Model Support

Supported models for halo-forge training

halo forge supports various causal language models for code generation training.

Recommended Models

Qwen2.5-Coder Series (Default)

Model	VRAM Usage	Notes
`Qwen/Qwen2.5-Coder-0.5B`	~2 GB	Fast iteration, testing
`Qwen/Qwen2.5-Coder-1.5B`	~4 GB	Good balance
`Qwen/Qwen2.5-Coder-3B`	~8 GB	Recommended for quality
`Qwen/Qwen2.5-Coder-7B`	~14 GB	Best quality, slower

Qwen2.5-Coder is the default and best-tested model family.

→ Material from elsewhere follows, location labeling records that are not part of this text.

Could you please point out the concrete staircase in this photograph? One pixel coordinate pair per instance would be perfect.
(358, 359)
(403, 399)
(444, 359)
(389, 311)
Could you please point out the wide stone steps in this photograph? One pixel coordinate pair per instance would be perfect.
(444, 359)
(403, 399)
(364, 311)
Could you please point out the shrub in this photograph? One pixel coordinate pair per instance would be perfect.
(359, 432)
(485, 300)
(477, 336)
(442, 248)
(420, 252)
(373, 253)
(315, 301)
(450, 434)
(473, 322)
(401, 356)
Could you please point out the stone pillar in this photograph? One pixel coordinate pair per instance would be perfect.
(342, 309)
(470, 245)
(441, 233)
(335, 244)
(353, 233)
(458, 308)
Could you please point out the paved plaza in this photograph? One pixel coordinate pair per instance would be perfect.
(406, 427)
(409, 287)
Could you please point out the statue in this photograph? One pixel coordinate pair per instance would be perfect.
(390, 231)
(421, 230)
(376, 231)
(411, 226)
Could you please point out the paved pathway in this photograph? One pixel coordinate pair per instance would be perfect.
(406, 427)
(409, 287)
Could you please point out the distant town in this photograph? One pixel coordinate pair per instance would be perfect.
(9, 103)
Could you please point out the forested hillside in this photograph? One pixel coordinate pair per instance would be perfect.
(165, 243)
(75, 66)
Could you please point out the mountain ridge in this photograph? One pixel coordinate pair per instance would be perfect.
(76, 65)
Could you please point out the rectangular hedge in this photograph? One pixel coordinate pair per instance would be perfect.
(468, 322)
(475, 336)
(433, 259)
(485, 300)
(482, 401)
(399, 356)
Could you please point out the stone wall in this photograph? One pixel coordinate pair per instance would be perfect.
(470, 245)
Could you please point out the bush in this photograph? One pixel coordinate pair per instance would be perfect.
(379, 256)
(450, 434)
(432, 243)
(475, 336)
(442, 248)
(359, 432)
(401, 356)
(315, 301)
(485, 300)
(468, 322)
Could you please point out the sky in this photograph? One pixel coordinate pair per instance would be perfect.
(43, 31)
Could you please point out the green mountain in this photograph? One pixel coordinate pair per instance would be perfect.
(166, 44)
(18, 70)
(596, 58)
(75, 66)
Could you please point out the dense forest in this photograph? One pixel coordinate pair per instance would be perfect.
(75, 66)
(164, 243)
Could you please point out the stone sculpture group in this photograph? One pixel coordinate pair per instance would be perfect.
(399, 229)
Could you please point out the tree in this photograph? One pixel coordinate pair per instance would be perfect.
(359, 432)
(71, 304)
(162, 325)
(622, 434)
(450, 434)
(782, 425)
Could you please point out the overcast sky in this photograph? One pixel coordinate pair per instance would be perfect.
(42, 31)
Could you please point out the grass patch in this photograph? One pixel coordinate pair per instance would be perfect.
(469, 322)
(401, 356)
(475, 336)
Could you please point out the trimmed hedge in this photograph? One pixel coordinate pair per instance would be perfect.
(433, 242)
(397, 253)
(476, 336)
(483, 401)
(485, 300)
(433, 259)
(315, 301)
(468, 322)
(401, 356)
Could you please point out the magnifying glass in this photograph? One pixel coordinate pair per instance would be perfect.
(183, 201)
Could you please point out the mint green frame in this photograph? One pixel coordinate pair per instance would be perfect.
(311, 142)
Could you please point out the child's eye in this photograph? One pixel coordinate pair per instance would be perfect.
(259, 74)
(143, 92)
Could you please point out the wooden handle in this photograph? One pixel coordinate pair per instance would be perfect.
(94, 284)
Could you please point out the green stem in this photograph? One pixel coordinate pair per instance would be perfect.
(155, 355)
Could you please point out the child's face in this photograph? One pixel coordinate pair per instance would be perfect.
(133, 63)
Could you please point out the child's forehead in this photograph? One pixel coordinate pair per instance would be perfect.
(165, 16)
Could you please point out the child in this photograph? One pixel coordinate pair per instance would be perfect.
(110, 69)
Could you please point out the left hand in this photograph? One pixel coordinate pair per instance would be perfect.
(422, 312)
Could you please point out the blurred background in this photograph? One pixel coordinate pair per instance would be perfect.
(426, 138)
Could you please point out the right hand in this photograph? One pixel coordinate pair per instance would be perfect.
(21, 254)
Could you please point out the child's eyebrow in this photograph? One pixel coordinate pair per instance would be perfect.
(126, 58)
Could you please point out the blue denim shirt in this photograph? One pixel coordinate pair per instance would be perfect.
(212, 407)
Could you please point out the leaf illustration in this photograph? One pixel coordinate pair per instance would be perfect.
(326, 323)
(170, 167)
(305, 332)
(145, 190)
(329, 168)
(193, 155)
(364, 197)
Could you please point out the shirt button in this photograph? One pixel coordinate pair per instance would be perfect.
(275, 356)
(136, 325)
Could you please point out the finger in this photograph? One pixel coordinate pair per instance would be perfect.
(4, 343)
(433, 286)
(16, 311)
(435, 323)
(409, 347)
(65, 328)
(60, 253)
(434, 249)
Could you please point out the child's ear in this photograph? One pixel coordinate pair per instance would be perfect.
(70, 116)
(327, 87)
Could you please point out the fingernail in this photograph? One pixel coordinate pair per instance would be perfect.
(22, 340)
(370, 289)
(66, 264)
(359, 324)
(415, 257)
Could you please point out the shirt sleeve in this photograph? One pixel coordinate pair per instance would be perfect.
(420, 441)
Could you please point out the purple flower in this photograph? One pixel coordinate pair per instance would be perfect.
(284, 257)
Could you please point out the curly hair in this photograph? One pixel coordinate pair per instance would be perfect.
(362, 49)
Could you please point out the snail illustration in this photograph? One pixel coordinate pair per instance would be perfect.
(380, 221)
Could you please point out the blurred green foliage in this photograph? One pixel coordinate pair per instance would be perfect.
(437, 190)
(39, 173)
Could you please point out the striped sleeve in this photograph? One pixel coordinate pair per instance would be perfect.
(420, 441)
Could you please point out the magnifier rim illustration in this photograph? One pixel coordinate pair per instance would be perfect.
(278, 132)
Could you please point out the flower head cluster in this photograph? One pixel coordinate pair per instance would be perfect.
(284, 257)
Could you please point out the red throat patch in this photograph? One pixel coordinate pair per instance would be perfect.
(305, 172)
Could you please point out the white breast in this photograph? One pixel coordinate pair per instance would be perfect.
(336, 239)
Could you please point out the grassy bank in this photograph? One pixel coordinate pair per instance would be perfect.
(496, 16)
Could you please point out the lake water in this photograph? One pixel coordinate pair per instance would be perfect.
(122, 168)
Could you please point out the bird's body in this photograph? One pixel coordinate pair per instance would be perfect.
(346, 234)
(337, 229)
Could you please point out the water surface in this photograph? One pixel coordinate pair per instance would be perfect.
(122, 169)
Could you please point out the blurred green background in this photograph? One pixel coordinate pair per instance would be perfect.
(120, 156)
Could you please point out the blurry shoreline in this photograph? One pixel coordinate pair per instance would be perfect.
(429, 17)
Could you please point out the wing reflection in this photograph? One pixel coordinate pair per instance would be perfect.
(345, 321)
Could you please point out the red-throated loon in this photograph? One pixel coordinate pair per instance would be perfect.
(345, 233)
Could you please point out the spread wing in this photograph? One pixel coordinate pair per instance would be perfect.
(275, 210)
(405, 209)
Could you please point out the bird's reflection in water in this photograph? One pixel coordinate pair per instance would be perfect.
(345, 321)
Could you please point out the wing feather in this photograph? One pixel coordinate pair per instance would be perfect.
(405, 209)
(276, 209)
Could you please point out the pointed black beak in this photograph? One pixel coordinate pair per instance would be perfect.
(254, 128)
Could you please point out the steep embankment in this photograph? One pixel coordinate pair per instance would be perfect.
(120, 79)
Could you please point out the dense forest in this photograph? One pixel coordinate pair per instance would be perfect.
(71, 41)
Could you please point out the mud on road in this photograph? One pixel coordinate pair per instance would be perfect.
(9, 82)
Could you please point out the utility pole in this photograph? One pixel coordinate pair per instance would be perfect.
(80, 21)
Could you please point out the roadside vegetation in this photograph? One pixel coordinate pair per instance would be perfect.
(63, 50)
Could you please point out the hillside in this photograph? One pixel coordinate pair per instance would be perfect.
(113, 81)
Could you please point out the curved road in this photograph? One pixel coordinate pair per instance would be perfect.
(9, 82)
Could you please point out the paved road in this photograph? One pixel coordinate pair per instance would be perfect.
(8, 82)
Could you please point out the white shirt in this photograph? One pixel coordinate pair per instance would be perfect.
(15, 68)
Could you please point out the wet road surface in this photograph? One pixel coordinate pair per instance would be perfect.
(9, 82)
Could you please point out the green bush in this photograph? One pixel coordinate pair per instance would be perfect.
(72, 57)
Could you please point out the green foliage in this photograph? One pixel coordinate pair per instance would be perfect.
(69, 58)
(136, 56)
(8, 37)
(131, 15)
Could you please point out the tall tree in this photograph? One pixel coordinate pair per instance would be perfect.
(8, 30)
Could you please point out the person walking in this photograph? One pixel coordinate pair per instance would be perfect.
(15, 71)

# 3B model (recommended starting point)
halo-forge raft train --model Qwen/Qwen2.5-Coder-3B --prompts data/prompts.jsonl

# 7B model (higher quality)
halo-forge raft train --model Qwen/Qwen2.5-Coder-7B --prompts data/prompts.jsonl

Other Tested Models

Family	Models	Notes
DeepSeek-Coder	1.3B, 6.7B, 33B	Strong code generation
CodeLlama	7B, 13B, 34B	Meta’s code models
StarCoder2	3B, 7B, 15B	BigCode, multi-language

Model Selection

By Use Case

Use Case	Recommended
Quick testing	Qwen2.5-Coder-0.5B
Development	Qwen2.5-Coder-3B
Production	Qwen2.5-Coder-7B
Low VRAM (<8GB)	Qwen2.5-Coder-1.5B

By Available VRAM

VRAM	Recommended Models
8 GB	0.5B - 3B
16 GB	Up to 7B
24 GB+	7B with larger batches
48 GB+	13B - 15B
80 GB+	33B+

Unified Memory (AMD APUs)

On AMD APUs like Strix Halo with unified memory:

System RAM	Usable for GPU	Recommended
32 GB	~16 GB	7B (tight)
64 GB	~32 GB	7B with headroom
128 GB	~80 GB	13B-33B

LoRA Configuration

Default LoRA target modules:

target_modules = [
    "q_proj", "k_proj", "v_proj", "o_proj",  # Attention
    "gate_proj", "up_proj", "down_proj"       # MLP
]

These work for Qwen and Llama-style models. Adjust for other architectures.

Adding New Models

Ensure it’s a HuggingFace causal LM (AutoModelForCausalLM)
Check trust_remote_code=True support if needed
Verify LoRA target modules match the architecture
Test with a small prompt set:

halo-forge raft train \
    --model YOUR_MODEL \
    --prompts data/test_prompts.jsonl \
    --cycles 1 \
    --output models/test

Known Issues

DeepSeek-Coder V2: May require specific transformers version
CodeLlama-34B: Needs multi-GPU or very large VRAM
Phi models: Different architecture, may need config adjustments

LiquidAI LFM Models

Model	Status	Notes
LFM2-1.2B, LFM2.5-1.2B-Base	Supported	Standard CausalLM
LFM2.5-VL-1.6B	Unsupported	Custom architecture
LFM2.5-Audio-1.5B	Unsupported	Non-standard processor

For LFM text models, use standard loading. For VLM/Audio benchmarks, use Qwen2-VL or Whisper instead.